Jerry L. Lawrence v. Chattanooga-Hamilton County Hospital Authority
E2016-2169-COA-R3-CV
| Tenn. Ct. App. | Oct 6, 2017Background
- In April 2011 Erlanger Health Systems outsourced its Security Services Department (SSD) to Walden Security and laid off the more-than-20-member, POST‑certified police force; all SSD employees (including the seven appellants) were terminated and offered severance and opportunities to apply to Walden.
- Management documents and testimony show outsourcing discussions dating to 2008–2010, concerns about staffing/management of the SSD, and a 2010 SAI security review that actually recommended retaining and expanding the internal police force.
- Appellant Patton (the former SSD supervisor) filed a race claim; six other appellants filed age-discrimination claims (two accepted severance releases).
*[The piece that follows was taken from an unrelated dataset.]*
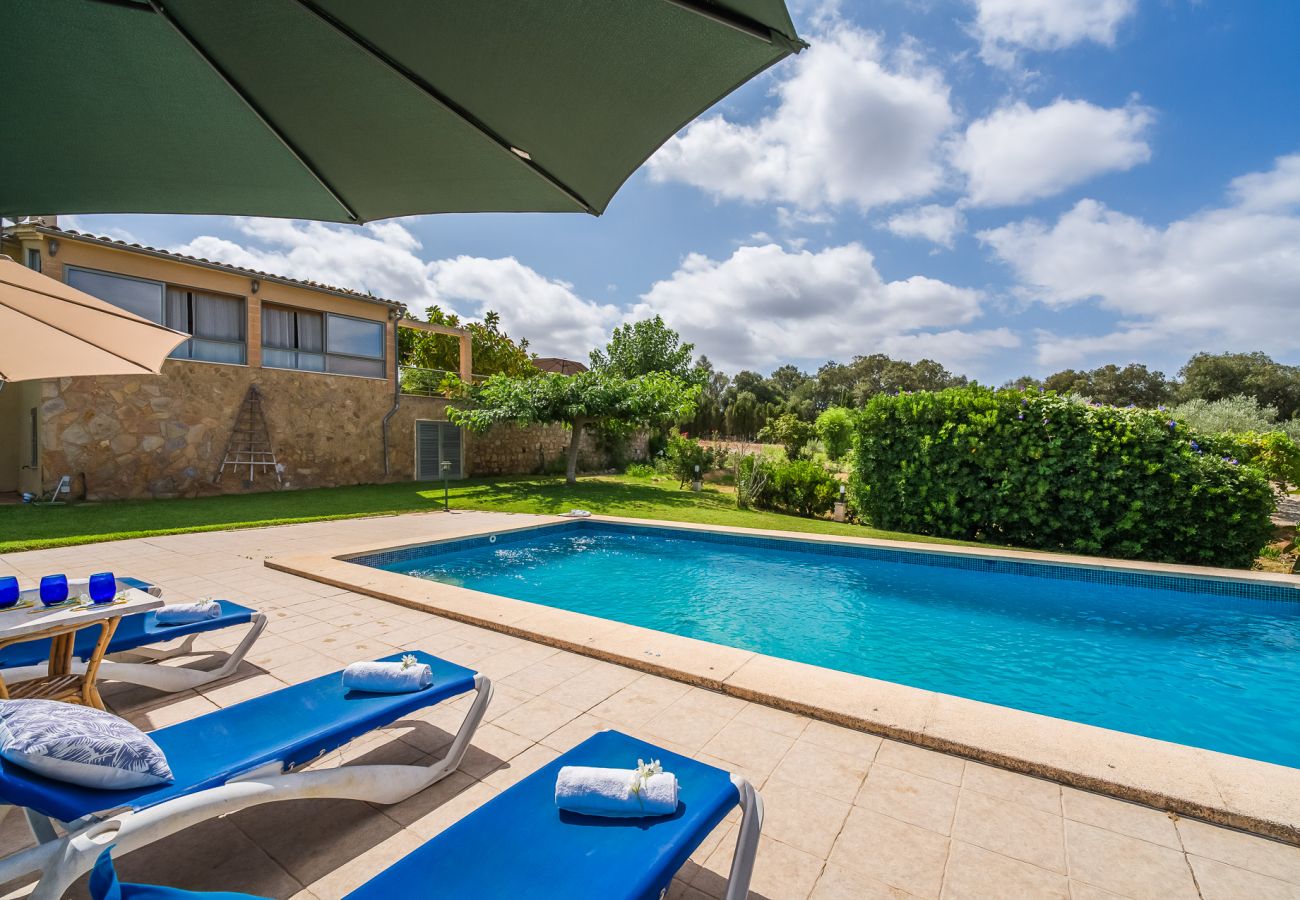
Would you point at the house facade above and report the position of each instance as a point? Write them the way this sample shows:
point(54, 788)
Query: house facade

Four appellants (Lawrence, Holliday, Capetz, Avans) asserted retaliatory discharge for filing unpaid wage claims with the Tennessee Department of Labor after termination.
- Erlanger moved for summary judgment arguing plaintiffs could not establish prima facie discrimination or retaliation (notably, no one was replaced by younger/non‑minority workers and several claims were time-barred or released).
- The trial court granted summary judgment: releases barred two plaintiffs; retaliation claims failed because wage complaints were filed after termination; remaining discrimination claims failed because plaintiffs could not show replacement or disparate treatment as required under McDonnell‑Douglas burden‑shifting.
- Plaintiffs relied on Patton’s affidavit and interrogatory answers to allege pretext and factual disputes; the court found those disputes immaterial to the legal deficiencies in plaintiffs’ prima facie cases.
Issues
| Issue | Plaintiff's Argument | Defendant's Argument | Held |
|---|---|---|---|
| Whether Patton’s race‑discrimination claim survives summary judgment | Patton argues affidavit shows pretext and discriminatory motive (treated differently because of race) | Erlanger argues no prima facie proof because Patton was not replaced nor treated differently—all officers were terminated | Affirmed: summary judgment for Erlanger; no prima facie case (no replacement/differential treatment) |
| Whether officers’ age‑discrimination claims survive, including for those who signed releases | Officers contend Patton affidavit and interrogatories show pretext and an intent to remove older officers | Erlanger argues no prima facie case (no replacement by younger workers); two plaintiffs signed releases barring claims | Affirmed: summary judgment; no prima facie proof (no replacement), and claims of two plaintiffs barred by releases |
| Whether retaliation claims (unpaid wage complaints) survive | Officers assert affidavit/interrogatories create factual disputes about retaliatory motive | Erlanger: wage claims were filed after termination, so cannot be cause for discharge; two others released claims | Affirmed: summary judgment; retaliation claims fail because protected acts occurred after termination or were released |
| Whether portions of Erlanger’s affidavits were inadmissible hearsay | Officers argue Gentry affidavit includes hearsay about officials telling management commissions would cease | Erlanger contends statements were offered to show effect on decision‑makers (state of mind/intent), not truth of assertions | Affirmed: hearsay objection does not change disposition; contested statements admissible to show effect on listeners and did not determine outcome |
Key Cases Cited
- McDonnell Douglas Corp. v. Green, 411 U.S. 792 (establishes burden‑shifting framework for circumstantial discrimination claims)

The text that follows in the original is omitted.